As a result of a multitude of factors, such as national and international commitments to Renewable Energy (RE), falling RE prices, government regulation promoting RE, and the advent of sustainability targets, Commercial and Industrial (C&I) consumers all over the world have begun to actively explore the possibility of increasing the share of RE in their power mix. This presents two opportunities: one, an opportunity for C&I consumers to drive the demand for RE products, and two, a unique opportunity for utilities to market new RE products to C&I consumers. This is a topic that merits deeper analysis in the Indian context.
This paper concludes that this is a suitable time for exploring green tariffs in India, in view of the inclination of C&I consumers to switch to large-scale RE procurement and the need to provide a well-defined role to utilities in the shift toward providing large-scale RE to corporate consumers. Thus far, the experiments of two Indian states (Andhra Pradesh and Karnataka) with green tariffs have been largely ad hoc in nature, and future efforts must necessarily be preceded by systematic planning and be implemented through long-term contracts.
In both states‚ the green tariffs are simple premium pricing models based on the surplus RE available with the utilities subsequent to fulfilment of their RPOs; there is no long-term outlook or contracting structures, in contrast to the situation in the United States. Very low uptake of the green tariffs, as evidenced by only one subscribed consumer in each of these states, may have prevented the evolution of more sophisticated green tariffs in India.
Globally, particularly in the United States, green tariffs have emerged as a popular option for companies to procure RE, and for the respective utilities to also gain from this. The successes in the United States are based on tailor-made options enabled by a consultative approach within the limits of the market ecosystem.
A similar approach needs to be adopted by Indian electricity discoms. They are losing out on electricity sales to C&I consumers who prefer to access some, or all, of their electricity requirement through open access (OA) contracts (with both RE and non-RE generators) and on-site solutions such as rooftop solar. A potential solution by way of green tariffs (customized to the Indian context) could in theory enable discoms to retain and attract C&I consumers.
This paper argues that in order to ensure the successful formulation and uptake of green tariffs in India, certain principles and best practices should be followed.
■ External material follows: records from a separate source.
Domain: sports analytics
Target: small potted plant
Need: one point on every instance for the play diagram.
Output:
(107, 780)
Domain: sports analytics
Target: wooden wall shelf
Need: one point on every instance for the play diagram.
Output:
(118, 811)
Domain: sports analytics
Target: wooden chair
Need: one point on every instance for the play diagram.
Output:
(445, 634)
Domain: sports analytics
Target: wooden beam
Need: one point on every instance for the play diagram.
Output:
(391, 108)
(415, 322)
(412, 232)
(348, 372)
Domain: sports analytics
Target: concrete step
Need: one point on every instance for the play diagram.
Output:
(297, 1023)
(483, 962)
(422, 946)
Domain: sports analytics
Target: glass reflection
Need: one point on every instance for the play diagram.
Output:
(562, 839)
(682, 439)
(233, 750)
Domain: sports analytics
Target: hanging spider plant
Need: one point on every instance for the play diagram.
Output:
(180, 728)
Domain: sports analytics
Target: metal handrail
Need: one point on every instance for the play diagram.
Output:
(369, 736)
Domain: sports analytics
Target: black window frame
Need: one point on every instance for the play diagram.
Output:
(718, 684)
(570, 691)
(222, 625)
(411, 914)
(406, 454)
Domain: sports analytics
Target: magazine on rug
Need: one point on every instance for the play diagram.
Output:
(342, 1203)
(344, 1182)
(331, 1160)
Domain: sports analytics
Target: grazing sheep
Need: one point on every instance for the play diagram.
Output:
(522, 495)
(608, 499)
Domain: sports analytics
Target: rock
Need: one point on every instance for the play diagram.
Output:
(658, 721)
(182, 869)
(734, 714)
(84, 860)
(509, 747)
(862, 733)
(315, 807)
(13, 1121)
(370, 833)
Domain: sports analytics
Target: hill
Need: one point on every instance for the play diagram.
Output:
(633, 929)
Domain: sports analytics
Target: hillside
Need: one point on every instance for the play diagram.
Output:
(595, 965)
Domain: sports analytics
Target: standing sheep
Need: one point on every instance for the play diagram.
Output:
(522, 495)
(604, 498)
These include consultative deliberations to ensure that green tariffs do not disadvantage other consumer groups, suitable regulations and policies to provide greater certainty and predictability for long-term green tariffs, regular interaction between the discom and the regulator to ensure the harmonizing of different policies aimed at promoting RE, and the development of specific products to meet the needs of different subcategories of C&I consumers.
Commercial and Industrial (C&I) consumers worldwide are proactively, voluntarily, and consciously attempting to increase their share of renewable energy (RE) consumption. This is a result of internal pressures (for example, from shareholders) as well as external factors such as government policies that mandate them to procure RE, increasing grid tariffs, and so on.
This has resulted in companies worldwide entering into specific agreements with utilities for “green tariffs,” which are based on long-term contracting between utilities, corporate consumers, and RE producers.
The uptake of green tariffs has seen a reasonable degree of success in countries such as the United States of America, even though these products may typically require the buyer to pay a premium for the guaranteed procurement of RE.
Now is a strategic time to explore the possibility of using green tariffs for Indian corporate consumers, in view of their potential benefits for electricity distribution companies (discoms, as these utilities are termed in India).
Green tariffs in India must be informed, on the one hand, by the principles adopted for the formulation of successful green tariffs worldwide, and on the other hand, by the nuances of the regulatory framework governing the electricity sector in India, such as cross-subsidization of agricultural and residential consumers by C&I consumers.